Yes. That’s what inspiration is, the infusing of spirit.

All right. So, Pride?

In everything that follows, remember, we are examining traditions to see what they may have set out for us that may be of use to us as we try to make sense of our world, our time. You care less about how they came to their conclusions, or even what these signposts meant to them, than what they point us to, today (whatever “today” this is read from, here and now). Scripture, like any other set of words, is to spark, to set off sparks, not to lay down the law. What we make of scripture, as of anything else, is what reaction it sets off within us, remembering that we are as divine and as human as scripture and those who wrote scripture.

So when we come to Pride, for instance, we don’t care so much what it meant to others – even to those who formulated their conclusions from their experience guided by their own connection to their larger beings. The use we make of these ideas may (or may not, but may) be very different. They may lead us to conclusions very different from, even antagonistic to, that of their authors. No matter. The divine spark is as alive in you as it was in them, and that is what will lead you today.

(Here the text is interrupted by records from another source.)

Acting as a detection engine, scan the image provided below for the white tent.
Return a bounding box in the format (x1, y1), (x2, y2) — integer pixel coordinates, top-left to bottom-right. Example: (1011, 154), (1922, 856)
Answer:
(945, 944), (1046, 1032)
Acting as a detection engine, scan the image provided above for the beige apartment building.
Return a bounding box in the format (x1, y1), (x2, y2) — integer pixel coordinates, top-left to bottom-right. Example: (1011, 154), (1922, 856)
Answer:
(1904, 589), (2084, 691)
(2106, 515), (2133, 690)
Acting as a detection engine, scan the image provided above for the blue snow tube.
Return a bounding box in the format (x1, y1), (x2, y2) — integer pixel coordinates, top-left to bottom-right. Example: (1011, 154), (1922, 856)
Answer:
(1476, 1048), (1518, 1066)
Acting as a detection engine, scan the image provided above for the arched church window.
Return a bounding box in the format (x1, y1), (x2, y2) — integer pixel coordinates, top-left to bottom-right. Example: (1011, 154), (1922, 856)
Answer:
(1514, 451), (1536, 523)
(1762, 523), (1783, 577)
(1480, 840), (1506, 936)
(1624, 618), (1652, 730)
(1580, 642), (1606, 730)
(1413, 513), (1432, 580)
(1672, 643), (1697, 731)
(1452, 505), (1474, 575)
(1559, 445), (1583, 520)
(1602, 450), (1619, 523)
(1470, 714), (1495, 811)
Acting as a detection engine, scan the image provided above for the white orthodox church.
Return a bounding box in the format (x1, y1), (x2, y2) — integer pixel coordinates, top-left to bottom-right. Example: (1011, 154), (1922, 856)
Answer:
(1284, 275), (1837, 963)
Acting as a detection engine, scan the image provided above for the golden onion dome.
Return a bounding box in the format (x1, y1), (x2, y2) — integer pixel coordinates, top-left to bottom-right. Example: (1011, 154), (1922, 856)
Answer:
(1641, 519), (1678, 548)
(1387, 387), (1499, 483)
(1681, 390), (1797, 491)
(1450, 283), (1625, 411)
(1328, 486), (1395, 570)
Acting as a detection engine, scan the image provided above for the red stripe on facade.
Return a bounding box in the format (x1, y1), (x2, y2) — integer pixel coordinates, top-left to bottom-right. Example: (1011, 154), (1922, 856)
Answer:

All this is to explain why we will examine traditional signposts in ways that may have nothing to do with the context in which they have long been formulated. Those still living inside those traditions – that is, those for whom these traditions remain alive – may think we are doing violence to them, but that cannot be helped. It does no good to attempt to compel an attitude; it must spring up by reaction to what is said, if at all.

I have been accused of “twisting scripture” in my time when I attempted to express my own understanding of things traditionally understood in other ways.

Well, prepare to experience it again! But it didn’t kill Emerson and it won’t kill you.

So – Pride.

We aren’t stalling. Context is important! Very well, let’s begin. Remembering your definitions of who and what 3D compound beings are, how can Pride be said to be an obstacle to whatever such beings are here to accomplish?

What I get is that it reinforces a sense of separation.

Remember the fable of the fallen angels. Lucifer – light-bearer – the most beautiful of the unitary beings, is said to have refused to serve compound beings. Non serviam: I will not serve. What do you suppose that means to you, to your life, to your journey?

Are we to take it as history?

It is always a huge mistake to read mythology or fable or scripture as if it were fact when it is written or spoken to convey truth. An unorthodox but perhaps illuminating comparison would be to a dream. Dreams are not fact, but they tell truth by illustrating it in a story. At least, that’s what some of them do; that’s how some of them may be seen. Take scripture and, more than that, take religious and spiritual stories as dreams, clothing truths in stories in order to clarify them. Thus, the apple in the garden; it is a way of making memorable a psychological truth. Thus, Lucifer refusing to serve. Forget what Milton made of the story; return to essentials.

Always, in such matters, ask “How does this story apply to me, here, now?” And don’t forget that sometimes, many times even, it may not. In such case, leave it until it does. When time and circumstance brings it front and center, you’ll know!

Now, there’s your hour, and although you may not think we’ve gotten very far, we’re pleased. We know you thought it was going to be one sin, one virtue, one session, and done in eleven days, but not necessarily. There’s a lot to be said, and there is not only no penalty for not finishing quickly, in some ways it’s just as well to give the material time to work on people. For that, there’s nothing better than time and reflection, as it allows deeper parts of themselves to swirl into patterns of consciousness.